Fig. 2. The measurement of ECV. A-D: Native T1 map (A), enhanced T1 map (B), generate ECV images (C), the distribution coefficient λ generates the image (D); red circle marks the endocardium, green circle marks the epicardium, ROI (yellow) marks the blood pool, ROI (pink) marks the non-myocardial infarction sites, ROI (blue) marks the myocardial infarction site. ECV = extracellular volume, ROI = region of interest.
Statistical Analysis
Statistical analysis was performed using SPSS 26.0 (IBM Corp., Armonk, NY, USA) and R (Lucent Technologies, Murray Hill, NJ, USA). The Kolmogorov-Smirnov test was applied to assess data normality. Normally distributed continuous variables were expressed as mean ± SD and analyzed using Student's t-test.

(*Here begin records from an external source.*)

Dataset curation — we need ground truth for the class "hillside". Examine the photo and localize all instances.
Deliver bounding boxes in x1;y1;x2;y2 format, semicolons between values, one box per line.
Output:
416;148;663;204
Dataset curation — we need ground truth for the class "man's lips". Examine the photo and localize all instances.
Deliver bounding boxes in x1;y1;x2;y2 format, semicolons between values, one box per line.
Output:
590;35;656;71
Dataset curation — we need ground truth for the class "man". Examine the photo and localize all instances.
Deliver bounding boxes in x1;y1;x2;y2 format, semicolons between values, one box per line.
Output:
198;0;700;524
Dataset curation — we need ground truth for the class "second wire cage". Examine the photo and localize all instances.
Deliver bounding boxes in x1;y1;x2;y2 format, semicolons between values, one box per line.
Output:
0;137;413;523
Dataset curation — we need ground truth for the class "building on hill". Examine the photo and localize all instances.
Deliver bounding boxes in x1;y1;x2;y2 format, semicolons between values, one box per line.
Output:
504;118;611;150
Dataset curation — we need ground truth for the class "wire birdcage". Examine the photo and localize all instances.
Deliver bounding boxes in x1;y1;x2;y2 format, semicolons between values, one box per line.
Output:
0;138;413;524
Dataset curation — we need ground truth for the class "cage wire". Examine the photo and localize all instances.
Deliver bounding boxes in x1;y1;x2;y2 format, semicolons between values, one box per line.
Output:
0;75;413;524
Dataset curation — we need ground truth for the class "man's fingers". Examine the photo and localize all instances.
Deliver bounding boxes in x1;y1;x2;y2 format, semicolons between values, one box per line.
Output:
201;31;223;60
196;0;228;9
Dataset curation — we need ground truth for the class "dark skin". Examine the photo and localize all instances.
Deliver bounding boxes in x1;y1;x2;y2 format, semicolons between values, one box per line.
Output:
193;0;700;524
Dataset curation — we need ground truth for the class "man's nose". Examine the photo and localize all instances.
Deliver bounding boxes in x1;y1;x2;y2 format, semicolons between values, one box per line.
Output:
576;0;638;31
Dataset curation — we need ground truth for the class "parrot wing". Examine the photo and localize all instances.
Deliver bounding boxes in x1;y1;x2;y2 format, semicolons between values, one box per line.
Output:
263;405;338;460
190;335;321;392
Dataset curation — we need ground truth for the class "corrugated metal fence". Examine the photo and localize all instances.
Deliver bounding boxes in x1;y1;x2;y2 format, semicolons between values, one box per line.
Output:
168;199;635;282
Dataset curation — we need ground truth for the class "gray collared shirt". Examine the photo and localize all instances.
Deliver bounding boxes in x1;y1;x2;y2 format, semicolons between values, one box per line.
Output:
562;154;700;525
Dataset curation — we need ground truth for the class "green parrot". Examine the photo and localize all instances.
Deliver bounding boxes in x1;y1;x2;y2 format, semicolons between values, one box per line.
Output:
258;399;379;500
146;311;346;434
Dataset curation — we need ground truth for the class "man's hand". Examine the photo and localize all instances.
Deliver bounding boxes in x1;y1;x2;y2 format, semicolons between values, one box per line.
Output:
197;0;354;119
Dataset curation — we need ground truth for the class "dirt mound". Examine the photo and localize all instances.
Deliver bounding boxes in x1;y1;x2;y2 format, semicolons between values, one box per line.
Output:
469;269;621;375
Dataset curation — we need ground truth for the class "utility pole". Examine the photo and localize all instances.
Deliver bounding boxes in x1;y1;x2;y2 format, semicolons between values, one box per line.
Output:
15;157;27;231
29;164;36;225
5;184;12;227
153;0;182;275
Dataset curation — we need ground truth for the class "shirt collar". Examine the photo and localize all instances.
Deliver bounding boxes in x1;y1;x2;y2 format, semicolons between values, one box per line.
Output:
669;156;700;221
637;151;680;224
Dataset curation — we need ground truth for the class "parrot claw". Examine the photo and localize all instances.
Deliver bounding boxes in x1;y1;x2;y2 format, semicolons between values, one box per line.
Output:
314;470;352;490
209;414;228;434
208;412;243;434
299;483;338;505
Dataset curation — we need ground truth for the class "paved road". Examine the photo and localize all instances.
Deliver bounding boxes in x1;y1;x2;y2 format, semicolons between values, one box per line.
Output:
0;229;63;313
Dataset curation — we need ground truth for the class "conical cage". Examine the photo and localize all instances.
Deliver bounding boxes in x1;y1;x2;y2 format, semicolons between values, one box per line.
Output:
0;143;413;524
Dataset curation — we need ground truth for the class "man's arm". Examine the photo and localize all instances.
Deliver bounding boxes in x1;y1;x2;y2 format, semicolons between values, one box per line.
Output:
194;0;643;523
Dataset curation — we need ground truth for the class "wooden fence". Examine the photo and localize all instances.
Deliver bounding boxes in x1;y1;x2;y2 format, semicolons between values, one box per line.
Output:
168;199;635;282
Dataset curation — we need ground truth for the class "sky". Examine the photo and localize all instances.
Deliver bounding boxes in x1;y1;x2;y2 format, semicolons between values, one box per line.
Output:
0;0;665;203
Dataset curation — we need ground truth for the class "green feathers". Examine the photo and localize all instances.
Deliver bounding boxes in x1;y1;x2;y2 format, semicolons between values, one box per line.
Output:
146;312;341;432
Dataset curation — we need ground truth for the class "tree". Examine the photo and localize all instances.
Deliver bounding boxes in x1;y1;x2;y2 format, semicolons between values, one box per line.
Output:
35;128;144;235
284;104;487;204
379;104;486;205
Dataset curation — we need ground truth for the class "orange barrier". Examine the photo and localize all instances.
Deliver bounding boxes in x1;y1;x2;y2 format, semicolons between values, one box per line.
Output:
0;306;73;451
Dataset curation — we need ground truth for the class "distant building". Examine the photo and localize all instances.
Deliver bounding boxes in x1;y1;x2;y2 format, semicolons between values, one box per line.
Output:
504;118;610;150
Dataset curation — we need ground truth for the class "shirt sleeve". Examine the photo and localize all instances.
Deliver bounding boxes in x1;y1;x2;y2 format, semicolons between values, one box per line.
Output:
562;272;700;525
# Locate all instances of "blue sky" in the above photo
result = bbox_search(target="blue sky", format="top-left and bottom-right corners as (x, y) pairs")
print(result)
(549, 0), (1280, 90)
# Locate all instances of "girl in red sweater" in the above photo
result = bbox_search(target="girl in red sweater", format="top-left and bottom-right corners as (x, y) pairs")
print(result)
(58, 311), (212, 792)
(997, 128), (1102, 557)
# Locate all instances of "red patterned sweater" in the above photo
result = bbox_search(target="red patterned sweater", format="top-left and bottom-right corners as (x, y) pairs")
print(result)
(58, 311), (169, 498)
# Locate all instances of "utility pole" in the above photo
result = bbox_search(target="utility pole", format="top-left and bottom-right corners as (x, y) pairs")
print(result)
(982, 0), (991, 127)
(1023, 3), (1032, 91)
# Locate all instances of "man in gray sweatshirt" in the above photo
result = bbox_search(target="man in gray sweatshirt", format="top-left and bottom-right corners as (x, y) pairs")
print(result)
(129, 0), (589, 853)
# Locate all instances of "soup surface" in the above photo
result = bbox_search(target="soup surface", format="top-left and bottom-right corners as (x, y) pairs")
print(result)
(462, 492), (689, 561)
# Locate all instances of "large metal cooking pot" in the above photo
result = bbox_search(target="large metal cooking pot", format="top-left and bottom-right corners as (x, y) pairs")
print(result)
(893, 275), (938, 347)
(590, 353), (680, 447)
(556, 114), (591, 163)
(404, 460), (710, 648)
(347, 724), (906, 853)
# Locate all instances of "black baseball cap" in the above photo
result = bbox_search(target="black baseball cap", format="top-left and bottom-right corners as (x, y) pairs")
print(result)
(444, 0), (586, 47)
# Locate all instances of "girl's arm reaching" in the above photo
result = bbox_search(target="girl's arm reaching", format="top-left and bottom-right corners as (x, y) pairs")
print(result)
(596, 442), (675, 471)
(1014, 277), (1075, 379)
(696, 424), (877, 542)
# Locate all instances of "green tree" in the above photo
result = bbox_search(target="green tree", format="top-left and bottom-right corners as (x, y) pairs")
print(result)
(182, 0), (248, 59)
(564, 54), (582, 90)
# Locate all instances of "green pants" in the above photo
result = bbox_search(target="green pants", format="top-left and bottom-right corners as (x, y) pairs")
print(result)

Continuous variables that were not normally distributed were expressed as median with interquartile range, and analyzed using the Mann-Whitney U test. Categorical variables were expressed as frequencies and percentages and analyzed using the chi-square test. Relationships between integral ECV and other CMR variables were assessed using Pearson correlation tests. Variables with a P-value <0.05 from univariable analyses were entered into the multi-variable logistic regression model using the stepwise forward method to identify factors associated with NOAF. Given the potential multicollinearity among the three ECV measurements (integral ECV, MI-ECV, and NMI-ECV), each was analyzed separately in three distinct multi-variable logistic regression models. Restricted cubic splines were used to explore the dose-response relationship between ECV and NOAF. A conventional logistic regression model incorporating N-terminal pro-B-type natriuretic peptide (NT-proBNP) and IRA-right coronary artery (RCA) was developed for predicting NOAF based on multi-variable analysis and previous studies [8,17,19]. Additional combined logistic regression models were created by incorporating integral ECV, MI-ECV, and NMI-ECV into the conventional model. Receiver operating characteristic (ROC) was used to assess the performance of ECV measurements and predictive models in identifying NOAF. The DeLong test was used to compare the areas under ROC curves (AUCs). The net reclassification index (NRI) and integrated discrimination improvement (IDI) were also used to evaluate improvements in model discrimination and patient reclassification. The intraclass correlation coefficient was used to assess measurement consistency both within a single observer and between different observers (inter- and intra-observer). All P-values were from two-sided tests, and statistical significance was set at P < 0.05.
RESULTS
Baseline Patient Characteristics and CMR Results
A total of 517 patients with STEMI were enrolled in this study, including 40 (7.7%) patients with NOAF. The inter- and intra-observer agreement for each ECV measurement is detailed in Supplementary Table 1. Compared to the non-AF group, patients with NOAF exhibited higher levels of high-sensitivity troponin T (hs-TnT), NT-proBNP, LV-ESV index (LV-ESVi), LA-EDV index (LA-EDVi), LGE%, MVO%, and proportion of patients with RCA and lower values of systolic blood pressure (SBP), LVEF, LAEF, GLS, and LA strain. Additionally, the MI-ECV (51.0% ± 10.7% vs. 43.2% ± 10.5%, P < 0.001), NMI-ECV (27.1% ± 6.2% vs. 24.1% ± 5.3%, P < 0.001), and integral ECV (33.6% ± 5.9% vs. 29.0% ± 5.9%, P < 0.001) were significantly higher in the AF group than in the non-AF group (Tables 1, 2).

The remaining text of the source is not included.